Glen read from his pocket testament.

"Wherefore, whosoever shall eat this bread, and drink this cup of the Lord, unworthily, shall be guilty of the body and blood of the Lord. 1 Corinthians 11:27. In verses 27 and 29 there is the word 'unworthily'. That is the clue we need."

Gary brightened. "I get it. 'Unworthily' is an adverb. It describes how you do something."

"You've got it,” said Glen. “An awful lot of churches teach that the passage says 'an unworthy person'. But what the Bible says is a person doing it 'in an unworthy manner'."

"That's why we have to follow the Word, not any church," said Gary.

"What was the unworthy manner of the Corinthians?” asked Joy.

"It's in verse 21." Glen read, "For in eating everyone taketh before the other his own supper; and one is hungry, and another is drunk."

"They were being pigs at the communion table!" said Gary.

"Imagine getting drunk on communion wine!" said Joy.

"That is why Paul asked them 'Have ye not houses to eat and drink in?' Verse 22. At least you never hear of people doing that any more. But they do often teach falsely about communion. They charge people for taking it, or frighten them away from taking it," said Glen. "And every Christian is told to remember Jesus this way."

"Chuck Swindoll told about communion in a church way down south,” said Gary. "The table had cornbread and Royal Crown cola in little cups. But they understood what it meant."

Sue had been thinking. "I have an idea. Wanna hear it?"

"Go ahead," Joy told her.

"Well, communion is like every American can fly the flag. There's even a special Flag Day. But we shouldn't put it up wrong, let it drag on the ground and so forth. We should do it in a worthy manner."

Little Sue! You never knew what she might say.

Wednesday, May 2, 2012

God Loves for Women to Teach

Beloved, let us love one another: for love is of God;
and everyone that loveth is born of God, and knoweth God.
1 John 4:7

It was quiet in the Oak Street Bible Shop, as was often the case in the morning. Joy and Gary were preparing book orders from little slips of paper, looking through stock books and filling out the forms.

Sue had entered with the mail and was sorting through the envelopes and putting rubber bands around little bundles of bills and advertisements.

Glen, seated by the coffee urn, was writing in a little book and occasionally looking out the window at the birds gathered round the feeder.

"I've found the little bird we were wondering about," he said. "It's a white crowned sparrow."

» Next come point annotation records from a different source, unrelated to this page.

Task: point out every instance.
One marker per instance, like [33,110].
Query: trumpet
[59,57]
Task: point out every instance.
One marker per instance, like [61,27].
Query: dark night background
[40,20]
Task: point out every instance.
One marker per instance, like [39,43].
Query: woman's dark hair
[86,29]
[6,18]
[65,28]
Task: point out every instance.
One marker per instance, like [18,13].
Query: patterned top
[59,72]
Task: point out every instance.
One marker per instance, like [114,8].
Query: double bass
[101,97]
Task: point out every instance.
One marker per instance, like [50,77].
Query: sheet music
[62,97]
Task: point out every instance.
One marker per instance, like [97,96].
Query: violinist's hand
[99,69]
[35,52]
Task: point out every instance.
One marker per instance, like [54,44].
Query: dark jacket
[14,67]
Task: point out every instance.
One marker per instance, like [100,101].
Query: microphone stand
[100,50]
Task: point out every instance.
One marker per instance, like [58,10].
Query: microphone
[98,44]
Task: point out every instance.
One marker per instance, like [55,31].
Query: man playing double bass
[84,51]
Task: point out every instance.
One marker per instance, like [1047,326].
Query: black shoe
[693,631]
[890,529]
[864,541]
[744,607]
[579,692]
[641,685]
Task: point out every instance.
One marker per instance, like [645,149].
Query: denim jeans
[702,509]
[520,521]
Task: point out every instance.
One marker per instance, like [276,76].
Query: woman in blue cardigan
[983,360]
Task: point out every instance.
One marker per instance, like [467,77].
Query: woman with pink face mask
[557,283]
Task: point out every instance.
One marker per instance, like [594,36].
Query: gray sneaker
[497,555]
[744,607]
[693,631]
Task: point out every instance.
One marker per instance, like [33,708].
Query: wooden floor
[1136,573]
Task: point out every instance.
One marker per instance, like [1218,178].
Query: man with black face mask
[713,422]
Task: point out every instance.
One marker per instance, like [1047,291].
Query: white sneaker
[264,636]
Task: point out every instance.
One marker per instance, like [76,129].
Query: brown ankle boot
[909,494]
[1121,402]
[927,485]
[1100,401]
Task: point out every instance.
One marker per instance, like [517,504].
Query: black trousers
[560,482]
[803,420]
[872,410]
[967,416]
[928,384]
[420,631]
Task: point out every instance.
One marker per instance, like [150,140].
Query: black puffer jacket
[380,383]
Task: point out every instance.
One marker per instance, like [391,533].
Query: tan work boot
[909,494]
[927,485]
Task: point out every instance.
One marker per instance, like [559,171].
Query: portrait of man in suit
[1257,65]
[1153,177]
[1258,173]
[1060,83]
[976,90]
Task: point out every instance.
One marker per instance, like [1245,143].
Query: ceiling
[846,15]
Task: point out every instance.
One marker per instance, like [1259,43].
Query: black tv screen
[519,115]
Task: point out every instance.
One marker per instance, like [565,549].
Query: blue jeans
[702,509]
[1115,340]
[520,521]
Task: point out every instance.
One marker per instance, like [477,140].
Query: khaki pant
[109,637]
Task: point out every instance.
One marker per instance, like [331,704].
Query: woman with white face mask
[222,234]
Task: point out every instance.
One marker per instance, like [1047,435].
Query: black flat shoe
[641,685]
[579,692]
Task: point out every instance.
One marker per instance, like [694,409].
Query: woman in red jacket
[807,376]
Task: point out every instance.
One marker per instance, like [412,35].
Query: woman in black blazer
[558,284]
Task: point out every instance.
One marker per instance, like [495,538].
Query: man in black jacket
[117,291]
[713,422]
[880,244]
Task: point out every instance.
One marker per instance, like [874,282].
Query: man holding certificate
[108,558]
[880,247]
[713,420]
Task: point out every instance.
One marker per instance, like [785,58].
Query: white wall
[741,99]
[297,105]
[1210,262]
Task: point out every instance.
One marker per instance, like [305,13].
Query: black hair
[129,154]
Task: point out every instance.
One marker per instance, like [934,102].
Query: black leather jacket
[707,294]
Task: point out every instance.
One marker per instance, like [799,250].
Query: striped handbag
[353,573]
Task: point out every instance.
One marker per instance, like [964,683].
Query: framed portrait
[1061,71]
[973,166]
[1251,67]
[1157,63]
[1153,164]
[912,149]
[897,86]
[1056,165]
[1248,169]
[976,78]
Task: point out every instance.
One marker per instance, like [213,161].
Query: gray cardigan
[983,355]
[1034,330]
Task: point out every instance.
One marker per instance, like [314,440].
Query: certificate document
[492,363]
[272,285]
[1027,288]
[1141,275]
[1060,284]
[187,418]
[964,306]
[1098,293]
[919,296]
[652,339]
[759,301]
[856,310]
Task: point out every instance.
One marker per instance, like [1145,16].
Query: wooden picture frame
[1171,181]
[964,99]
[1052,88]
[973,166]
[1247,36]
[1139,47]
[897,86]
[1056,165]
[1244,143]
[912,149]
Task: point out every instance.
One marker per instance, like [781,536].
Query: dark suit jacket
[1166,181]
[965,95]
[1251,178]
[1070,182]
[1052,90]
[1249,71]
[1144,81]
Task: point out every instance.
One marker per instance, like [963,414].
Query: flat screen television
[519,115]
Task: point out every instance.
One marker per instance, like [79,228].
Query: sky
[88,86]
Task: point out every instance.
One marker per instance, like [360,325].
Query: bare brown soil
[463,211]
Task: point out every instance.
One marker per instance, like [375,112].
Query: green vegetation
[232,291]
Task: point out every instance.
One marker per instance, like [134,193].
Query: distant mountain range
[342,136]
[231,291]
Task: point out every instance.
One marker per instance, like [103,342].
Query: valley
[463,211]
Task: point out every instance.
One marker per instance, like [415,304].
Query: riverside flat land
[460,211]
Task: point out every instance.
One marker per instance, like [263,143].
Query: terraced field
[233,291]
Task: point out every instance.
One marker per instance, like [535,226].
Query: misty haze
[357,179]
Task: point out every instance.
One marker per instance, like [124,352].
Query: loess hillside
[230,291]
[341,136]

"I thought you were studying,” said Joy, not looking up from her order form.

"I am studying,” said Glen, "I'm studying birds".

"What's the book then?" She asked idly, still not looking up.

"It's one of Peterson's Field Guides to the Birds," he replied. "You know there are all kinds of sparrows, you'd be surprised."

"And His eye is on all of them," said Sue. She laid her little bundles of mail on the counter.

Gary was lost in details, unaware of anything except the task at hand. He often got so lost in thought that a customer would approach his counter and have to speak to get his attention. This was true on this particular morning when a thin and energetic woman came through the door.

She was in her late thirties with a little gray in her short hair. She was wearing slacks and a quilted vest and had a knitted headband over her ears. Her rather thin face had a tense expression.

Joy looked up at her and asked, "Can we help you?"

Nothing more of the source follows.